La bouche de la jeune femme s’ouvrit en grand. Elle ne pouvait en croire ses oreilles. Les plus grands cerveaux du monde n’arrivaient pas à trouver la solution à ce problème, et leurs employeurs leur avaient pourtant adjoints un budget illimité et toutes les informations qu’ils désiraient. Leurs collègues étaient des Prix Nobel, des gens qui étaient les meilleurs dans leurs parties, mais pourtant aucun d’entre eux n’y arrivait. Et c’était un petit Karl Rebeilyk qui parvenait à résoudre le mystère à plusieurs milliards de dollars !
« Tu…tu plaisantes ?
- Non ! Je te jure que non !
- Mais…comment ? Comment tu as trouvé la solution ?
- Je ne sais pas…en fait, je cherchais sans trop espérer quelque chose quand c’est arrivé à moi. Je me suis dis qu’il fallait analyser le problème à sa source, et savoir ce que leur avait fait Essex.
- Essex ?
- Celui responsable de leurs transformations. J’ai donc utilisé la base de données mise à notre disposition, et j’ai appris que ce type avait aussi créé des Sentinelles Humaines : il récoltait des clochards dans la rue et agissait sur leurs codes génétiques pour les rendre plus forts, plus résistants et plus rapides.
- Mais comment faisait-il ça ?
- La réponse était sous notre nez, en fait.
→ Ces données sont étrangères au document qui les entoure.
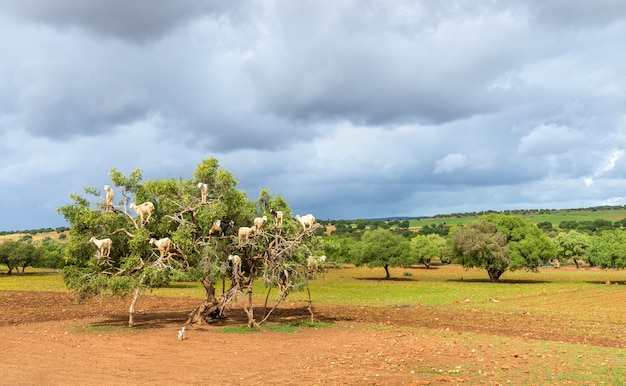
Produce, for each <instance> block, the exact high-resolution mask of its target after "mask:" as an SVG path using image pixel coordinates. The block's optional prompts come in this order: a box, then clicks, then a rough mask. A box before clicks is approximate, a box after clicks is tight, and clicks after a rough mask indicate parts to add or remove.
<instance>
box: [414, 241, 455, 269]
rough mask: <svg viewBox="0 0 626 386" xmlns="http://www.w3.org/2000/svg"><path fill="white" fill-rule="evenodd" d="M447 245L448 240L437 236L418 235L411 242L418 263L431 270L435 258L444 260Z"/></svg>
mask: <svg viewBox="0 0 626 386" xmlns="http://www.w3.org/2000/svg"><path fill="white" fill-rule="evenodd" d="M445 245H446V239H444V238H443V237H441V236H439V235H437V234H429V235H427V236H424V235H417V236H415V237H414V238H413V239H412V240H411V247H412V253H413V254H414V255H415V256H416V257H417V261H418V263H419V264H424V265H425V266H426V268H430V262H431V260H432V259H434V258H437V259H440V260H443V259H442V257H443V250H444V248H445Z"/></svg>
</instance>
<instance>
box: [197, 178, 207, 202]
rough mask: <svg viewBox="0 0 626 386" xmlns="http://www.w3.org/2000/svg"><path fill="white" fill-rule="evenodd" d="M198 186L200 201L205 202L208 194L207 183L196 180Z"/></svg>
mask: <svg viewBox="0 0 626 386" xmlns="http://www.w3.org/2000/svg"><path fill="white" fill-rule="evenodd" d="M198 187H199V188H200V196H201V197H202V203H203V204H206V199H207V197H208V195H209V185H207V184H203V183H202V182H198Z"/></svg>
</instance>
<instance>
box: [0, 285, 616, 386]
mask: <svg viewBox="0 0 626 386" xmlns="http://www.w3.org/2000/svg"><path fill="white" fill-rule="evenodd" d="M198 303H199V302H198V300H197V299H164V298H156V297H151V296H144V297H142V298H140V300H139V302H138V304H137V308H138V313H139V315H138V316H137V323H138V326H137V327H136V328H133V329H128V328H127V327H125V325H126V323H127V314H126V312H127V307H128V301H126V300H116V299H107V301H105V302H98V301H90V302H87V303H85V304H80V305H79V304H76V303H75V302H74V300H73V298H72V297H71V295H69V294H64V293H52V292H13V291H3V292H2V293H0V309H2V313H1V316H2V318H1V319H0V347H1V348H2V350H0V352H2V360H1V361H0V370H1V372H2V377H1V378H0V384H6V385H32V384H47V385H74V384H81V385H85V384H108V385H117V384H119V385H131V384H132V385H144V384H145V385H171V384H192V385H196V384H197V385H201V384H202V385H207V384H209V385H212V384H215V385H218V384H233V385H236V384H241V385H244V384H245V385H256V384H263V385H287V384H296V385H315V384H320V385H321V384H330V385H340V384H346V385H365V384H379V385H401V384H413V385H418V384H461V383H465V384H504V383H507V381H508V382H512V383H513V384H520V383H530V384H532V383H534V382H533V379H546V378H545V377H555V378H554V379H558V376H559V374H560V373H565V374H567V373H568V372H569V373H570V374H573V373H575V372H578V371H583V370H584V369H582V370H581V369H580V367H581V363H568V360H569V359H570V358H572V357H573V358H577V355H578V354H577V353H571V352H568V351H572V350H577V347H579V346H577V345H576V343H586V344H592V345H594V346H599V347H625V346H626V337H625V336H622V335H619V334H616V333H615V330H614V329H613V330H612V331H610V329H611V328H612V326H606V333H605V332H603V331H604V330H601V331H600V332H599V333H597V334H595V335H594V336H591V337H589V336H587V335H586V334H584V332H581V331H580V328H576V327H575V326H572V327H569V326H567V324H566V323H563V321H550V320H549V318H539V317H530V316H529V315H524V314H521V313H520V314H513V315H505V314H485V313H476V312H472V311H471V309H470V308H468V309H467V310H464V309H461V310H436V309H423V308H409V307H406V308H363V307H336V306H316V307H315V311H316V318H317V320H319V321H321V322H332V326H331V327H313V328H311V327H302V328H300V329H298V330H297V331H296V332H292V333H290V332H276V331H267V330H266V331H262V332H254V333H224V332H222V331H221V327H224V326H228V325H231V326H241V325H244V324H245V319H244V315H243V312H241V311H240V310H231V311H230V313H229V318H227V319H225V320H220V321H219V322H217V323H215V324H214V325H208V326H207V325H204V326H191V327H190V328H188V330H187V333H186V338H187V339H186V340H184V341H182V342H181V341H178V340H177V331H178V329H179V328H180V326H181V325H182V323H183V322H184V321H185V320H186V315H187V312H189V310H191V309H192V308H193V307H195V306H197V305H198ZM50 305H54V307H51V306H50ZM259 312H260V310H259ZM308 318H309V316H308V312H307V311H306V309H305V307H304V306H303V305H298V304H286V305H285V307H284V308H283V309H280V310H278V311H277V314H276V318H274V319H273V320H274V321H275V322H278V323H281V324H292V323H294V322H297V321H306V320H308ZM603 328H604V327H603ZM595 331H597V329H596V330H595ZM546 340H548V341H551V342H553V344H551V345H550V347H551V348H550V350H549V351H542V350H539V349H538V348H537V347H538V345H537V344H536V342H537V341H546ZM555 342H562V343H555ZM554 347H557V349H554ZM580 350H581V354H580V355H583V354H584V350H585V348H584V346H580ZM593 360H594V361H600V360H604V359H602V358H600V359H596V358H594V359H593ZM606 361H608V362H609V364H610V361H611V358H606ZM582 366H584V364H583V365H582ZM546 374H547V375H546ZM541 377H543V378H541ZM551 379H552V378H551ZM550 383H552V384H559V382H550ZM564 383H565V382H564ZM535 384H544V383H543V382H536V383H535Z"/></svg>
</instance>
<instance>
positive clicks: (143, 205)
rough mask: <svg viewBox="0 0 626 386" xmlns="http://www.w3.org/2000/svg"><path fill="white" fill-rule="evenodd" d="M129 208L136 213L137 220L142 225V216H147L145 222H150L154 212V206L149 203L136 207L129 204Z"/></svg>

Il faisait une déstructuration et une restructuration de l’ADN du cobaye.
- Il faisait quoi ?
- Il traitait le cobaye avec un rayonnement de son cru, un mélange de rayons X et autres, pour accéder à son ADN. Il avait des dizaines d’années d’avance sur la recherche civile, ce type.
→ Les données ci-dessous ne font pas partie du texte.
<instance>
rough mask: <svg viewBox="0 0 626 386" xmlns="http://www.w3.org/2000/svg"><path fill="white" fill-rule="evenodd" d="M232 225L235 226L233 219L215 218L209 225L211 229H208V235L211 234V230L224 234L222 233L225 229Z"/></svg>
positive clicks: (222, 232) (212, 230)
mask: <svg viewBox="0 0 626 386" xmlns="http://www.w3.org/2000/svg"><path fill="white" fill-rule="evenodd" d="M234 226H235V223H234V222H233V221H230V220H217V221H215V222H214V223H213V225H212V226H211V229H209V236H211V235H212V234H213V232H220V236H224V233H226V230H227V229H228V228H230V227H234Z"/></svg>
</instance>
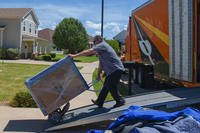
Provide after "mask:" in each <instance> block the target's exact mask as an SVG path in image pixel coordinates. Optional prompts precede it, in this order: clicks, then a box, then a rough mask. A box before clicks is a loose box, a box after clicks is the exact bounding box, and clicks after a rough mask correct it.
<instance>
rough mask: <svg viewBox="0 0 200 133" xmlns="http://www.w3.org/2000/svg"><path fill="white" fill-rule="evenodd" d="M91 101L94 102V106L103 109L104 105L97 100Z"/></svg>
mask: <svg viewBox="0 0 200 133" xmlns="http://www.w3.org/2000/svg"><path fill="white" fill-rule="evenodd" d="M91 101H92V103H93V104H95V105H97V106H98V108H102V107H103V105H100V104H99V103H98V102H97V101H96V100H93V99H92V100H91Z"/></svg>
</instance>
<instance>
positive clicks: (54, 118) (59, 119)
mask: <svg viewBox="0 0 200 133" xmlns="http://www.w3.org/2000/svg"><path fill="white" fill-rule="evenodd" d="M48 121H49V122H50V123H52V124H58V123H60V122H61V121H62V114H61V112H60V111H58V110H56V111H54V112H52V113H51V114H49V115H48Z"/></svg>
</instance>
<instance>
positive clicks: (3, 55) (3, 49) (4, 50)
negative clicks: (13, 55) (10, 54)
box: [0, 48, 6, 59]
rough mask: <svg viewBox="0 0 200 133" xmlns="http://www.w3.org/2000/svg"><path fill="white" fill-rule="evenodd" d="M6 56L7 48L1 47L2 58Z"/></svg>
mask: <svg viewBox="0 0 200 133" xmlns="http://www.w3.org/2000/svg"><path fill="white" fill-rule="evenodd" d="M5 58H6V49H4V48H0V59H5Z"/></svg>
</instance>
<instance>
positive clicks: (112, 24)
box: [105, 22, 121, 33]
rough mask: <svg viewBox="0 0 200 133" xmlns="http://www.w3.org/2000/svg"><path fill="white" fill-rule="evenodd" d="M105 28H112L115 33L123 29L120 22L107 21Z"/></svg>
mask: <svg viewBox="0 0 200 133" xmlns="http://www.w3.org/2000/svg"><path fill="white" fill-rule="evenodd" d="M105 29H110V30H111V31H112V32H113V33H119V32H120V31H121V29H120V24H119V23H116V22H110V23H106V24H105Z"/></svg>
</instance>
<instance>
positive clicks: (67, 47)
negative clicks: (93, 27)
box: [53, 18, 88, 53]
mask: <svg viewBox="0 0 200 133" xmlns="http://www.w3.org/2000/svg"><path fill="white" fill-rule="evenodd" d="M53 42H54V44H55V45H56V46H57V47H58V48H61V49H65V50H66V49H68V50H69V52H70V53H75V52H77V51H82V50H84V49H85V48H86V47H87V46H88V38H87V33H86V30H85V28H84V27H83V25H82V23H81V22H79V21H78V20H77V19H74V18H64V19H63V20H62V21H61V22H60V23H59V24H58V25H57V26H56V29H55V32H54V35H53Z"/></svg>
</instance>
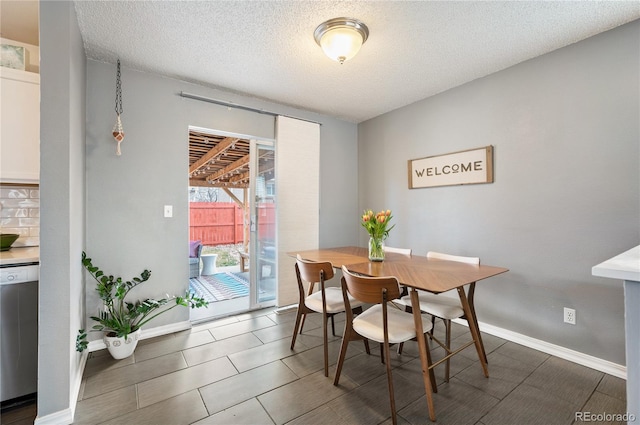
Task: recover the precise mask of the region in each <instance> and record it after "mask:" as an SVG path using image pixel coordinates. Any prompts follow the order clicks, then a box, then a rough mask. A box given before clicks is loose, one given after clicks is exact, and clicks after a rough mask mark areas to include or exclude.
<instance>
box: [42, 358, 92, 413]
mask: <svg viewBox="0 0 640 425" xmlns="http://www.w3.org/2000/svg"><path fill="white" fill-rule="evenodd" d="M88 358H89V352H88V351H87V350H85V351H83V352H82V353H81V354H80V365H79V367H78V370H77V371H76V375H75V376H74V377H73V379H72V380H71V393H70V400H69V406H70V407H69V408H67V409H64V410H60V411H57V412H54V413H52V414H50V415H46V416H38V417H36V419H35V421H34V422H33V425H61V424H71V423H73V418H74V416H75V411H76V404H77V402H78V395H79V394H80V386H81V385H82V374H83V372H84V367H85V366H86V364H87V359H88Z"/></svg>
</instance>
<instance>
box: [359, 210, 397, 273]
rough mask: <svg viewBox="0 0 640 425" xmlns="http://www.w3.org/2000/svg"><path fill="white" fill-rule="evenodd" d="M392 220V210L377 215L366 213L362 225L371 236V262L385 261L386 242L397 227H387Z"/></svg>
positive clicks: (370, 260) (369, 244) (370, 257)
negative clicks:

- Je n’ai pas tout compris…
- En clair, il traitait le cobaye avec des rayons qui lui permettait de modifier l’ADN selon des données entrées dans l’ordinateur responsable des rayons. Ceux-ci changeaient selon le calibrage, tu vois. Et il leur donnait des pilules pour accélérer le changement et augmenter la résistance des patients. C’est grâce à ça qu’il a pu modifier nos patients et les clochards.
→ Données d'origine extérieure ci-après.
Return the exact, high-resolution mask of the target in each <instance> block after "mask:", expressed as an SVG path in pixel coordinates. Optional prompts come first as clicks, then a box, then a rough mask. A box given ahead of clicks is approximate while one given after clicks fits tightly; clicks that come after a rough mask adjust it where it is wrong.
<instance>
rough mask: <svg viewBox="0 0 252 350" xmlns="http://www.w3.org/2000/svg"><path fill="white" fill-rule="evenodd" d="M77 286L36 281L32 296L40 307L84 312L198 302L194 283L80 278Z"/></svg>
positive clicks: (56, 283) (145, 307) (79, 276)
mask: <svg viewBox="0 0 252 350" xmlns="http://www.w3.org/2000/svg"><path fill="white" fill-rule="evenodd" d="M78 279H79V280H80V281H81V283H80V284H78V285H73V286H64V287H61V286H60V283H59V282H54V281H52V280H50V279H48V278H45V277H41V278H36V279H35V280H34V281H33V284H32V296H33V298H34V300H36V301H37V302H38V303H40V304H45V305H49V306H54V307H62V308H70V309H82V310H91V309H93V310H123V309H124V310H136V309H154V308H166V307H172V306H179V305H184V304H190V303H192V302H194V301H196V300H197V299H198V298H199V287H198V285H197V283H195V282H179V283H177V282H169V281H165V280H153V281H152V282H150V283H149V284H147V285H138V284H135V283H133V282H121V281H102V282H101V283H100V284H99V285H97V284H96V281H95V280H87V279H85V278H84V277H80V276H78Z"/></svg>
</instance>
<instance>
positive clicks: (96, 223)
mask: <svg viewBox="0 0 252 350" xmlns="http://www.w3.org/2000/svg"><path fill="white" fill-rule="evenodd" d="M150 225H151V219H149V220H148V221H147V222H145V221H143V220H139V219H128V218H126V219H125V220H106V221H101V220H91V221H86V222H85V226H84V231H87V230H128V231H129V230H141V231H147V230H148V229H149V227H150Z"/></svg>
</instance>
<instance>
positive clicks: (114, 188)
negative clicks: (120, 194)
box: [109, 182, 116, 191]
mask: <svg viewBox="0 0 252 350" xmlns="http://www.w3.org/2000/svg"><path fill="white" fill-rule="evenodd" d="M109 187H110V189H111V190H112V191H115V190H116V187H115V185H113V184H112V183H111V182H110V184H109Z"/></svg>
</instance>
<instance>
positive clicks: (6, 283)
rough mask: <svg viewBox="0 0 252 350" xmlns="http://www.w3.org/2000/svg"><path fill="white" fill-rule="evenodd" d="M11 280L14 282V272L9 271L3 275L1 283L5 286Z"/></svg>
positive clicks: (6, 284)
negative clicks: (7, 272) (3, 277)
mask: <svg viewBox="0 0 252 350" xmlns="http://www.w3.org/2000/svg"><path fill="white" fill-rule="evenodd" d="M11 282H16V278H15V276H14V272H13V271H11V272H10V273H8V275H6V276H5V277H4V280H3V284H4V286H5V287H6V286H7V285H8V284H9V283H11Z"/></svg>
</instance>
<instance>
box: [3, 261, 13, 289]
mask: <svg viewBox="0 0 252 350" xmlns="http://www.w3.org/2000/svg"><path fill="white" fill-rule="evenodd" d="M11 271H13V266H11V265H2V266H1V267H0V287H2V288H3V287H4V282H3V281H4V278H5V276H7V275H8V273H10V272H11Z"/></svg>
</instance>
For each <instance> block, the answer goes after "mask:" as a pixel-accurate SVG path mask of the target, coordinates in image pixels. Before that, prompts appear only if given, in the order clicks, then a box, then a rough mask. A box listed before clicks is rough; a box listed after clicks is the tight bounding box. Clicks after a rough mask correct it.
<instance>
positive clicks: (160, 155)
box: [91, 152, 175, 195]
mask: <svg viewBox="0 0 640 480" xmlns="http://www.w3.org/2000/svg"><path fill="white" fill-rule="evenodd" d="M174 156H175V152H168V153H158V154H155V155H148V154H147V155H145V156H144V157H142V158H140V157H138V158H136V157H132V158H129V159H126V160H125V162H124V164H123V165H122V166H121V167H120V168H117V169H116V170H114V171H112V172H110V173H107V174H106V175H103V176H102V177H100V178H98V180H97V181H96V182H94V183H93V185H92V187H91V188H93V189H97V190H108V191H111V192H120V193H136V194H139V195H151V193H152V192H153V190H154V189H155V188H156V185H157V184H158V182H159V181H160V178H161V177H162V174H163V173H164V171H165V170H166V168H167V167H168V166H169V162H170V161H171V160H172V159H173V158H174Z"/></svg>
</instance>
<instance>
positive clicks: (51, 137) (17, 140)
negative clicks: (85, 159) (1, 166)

- Wow. Et…et les patients, ils se sont laissés traiter comme ça, sans rien dire ?
- Ils n’en étaient pas conscients. Essex était leur professeur, et il leur faisait faire des expériences sur la lumière, ce qui nécessitait des rayons. Même Richards n’a pas remarqué ce qu’il se passait.
- Hum…je vois. Et donc, tu as découvert tout ça ?
- Oui !
- Comment ?
- Il suffisait de fouiller dans les archives d’Essex à l’institut Masters et de voir dans son dossier qu’il était un mordu de rayons. Ce type adorait ça. Je n’ai plus eu qu’à faire deux plus deux !
- Et tu peux maintenant transférer leurs capacités à d’autres parce que… ?
- Je sais que Essex utilisait des rayons. J’ai le sang des patients. Il m’a suffit de le décoder, ce que je viens de faire, pour trouver l’équation génétique de leurs pouvoirs. Après, je n’ai eu qu’à transformer ça en rayons.
- Et…c’est possible ? Je veux dire, ça a l’air d’un truc de savant fou…
- C’est un truc de savant fou ! Complètement ! Mais j’ai réussi !
- Comment t’as pas transformer une équation en rayons ?
- Parce que j’ai ici tout le savoir nécessaire sur les rayons. Et parce que nos ordinateurs savent faire ça, aussi. »
Karl tapota un écran à ses côtés, l’air ravi. Jane n’avait pas tout compris, mais apparemment il était arrivé à ses fins, et c’était déjà bien.
« Et…ça veut donc dire que nous pourrions greffer leurs capacités à quelqu’un ? Sans rejet ?
- Sans rejet !
- Et c’est sûr ?
- Totalement !
- Hum…il faudra voir. Je ne suis pas certaine que ça fonctionne, mais nous pourrons toujours v…
- J’ai déjà testé ça. Et ça fonctionne. »
Les yeux de Jane s’écarquillèrent à nouveau quand elle entendit ça. Elle déglutit difficilement avant de laisser de longues secondes se passer pour que son cerveau comprenne bien ce qu’elle venait d’entendre, et reprit la parole d’une voix très faible.
« Tu…tu as fait quoi ?
- J’ai testé. Et ça fonctionne. Ce qu’il y a dans le microscope, ce n’est pas le sang des patients…c’est le test. Les cellules ne se détruisent pas. Les capacités sont greffées. Tout fonctionne.
- Mais…mais sur qui as-tu testé ça ? A qui est le sang dans le microscope ? »
Le sourire du chercheur augmenta encore plus.
« A moi. C’est mon sang. Je suis le cobaye. Et j’ai leurs capacités. »
Le cerveau de Jane décida alors de couper la lumière et elle sentit le sol se dérober sous ses pieds. C’était trop pour elle. Beaucoup trop.